INS Arihant’s 750km and 3,500km missiles may be somewhat dwarfed by SLBMs (submarine-launched ballistic missiles) with ranges of well over 5,000km with the US, Russia and China, but the completion of the nuclear-triad is critical for a country like India, which has a clearly declared policy of “no first-use” of nuclear weapons. It makes its second-strike capability much more credible. A pre-emptive enemy strike can conceivably take out a rival’s nuclear missiles and fighter bombers. That is why an SSBN, capable of lurking underwater for months without being detected, is considered the most effective and deadly platform for a retaliatory nuclear strike.

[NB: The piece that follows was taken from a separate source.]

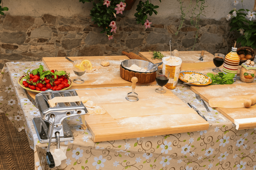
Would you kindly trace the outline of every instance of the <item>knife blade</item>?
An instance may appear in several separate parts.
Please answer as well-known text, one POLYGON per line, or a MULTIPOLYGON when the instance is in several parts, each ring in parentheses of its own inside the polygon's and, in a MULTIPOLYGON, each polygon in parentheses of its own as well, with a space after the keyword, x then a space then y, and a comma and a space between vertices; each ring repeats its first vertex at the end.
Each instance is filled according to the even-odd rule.
POLYGON ((205 118, 205 117, 203 115, 203 114, 202 113, 201 113, 200 112, 199 112, 198 110, 197 110, 194 107, 189 103, 187 103, 188 104, 188 106, 189 106, 191 108, 192 108, 192 109, 195 110, 196 111, 196 112, 197 112, 197 113, 198 114, 198 115, 199 115, 200 116, 203 118, 204 119, 207 121, 207 119, 206 119, 206 118, 205 118))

The 6,000-tonne Arihant is, however, “not yet fully ready” to be deployed for “deterrent patrols” with nuclear-tipped ballistic missiles in its four silos, said the sources. Both the defence ministry as well as the Navy refused to say anything on the matter, holding that it was “a strategic project” directly controlled by the PMO.
INS Arihant has undergone a whole host of surface and “dived” sorties during its trials to prove its sea-worthiness. But the full weapons integration with the “K” (named after former president APJ Abdul Kalam) series of SLBMs will take some more time. While the K-15 SLBM has a 750-km range, the K-4 can go up to 3,500-km.
INS Arihant is the first of three such SSBNs (nuclear-powered submarines with long-range nuclear ballistic missiles) being constructed under the secretive ATV (advanced technology vessel) programme launched decades ago. The construction of the second one, INS Aridhaman, is also almost complete now, with its delivery slated for 2018.
Apart from both Pakistan and China having largely ambiguous nuclear weapons policies, the growing presence of Chinese nuclear submarines in the Indian Ocean region has become a major source of concern for the Indian security establishment over the last couple of years.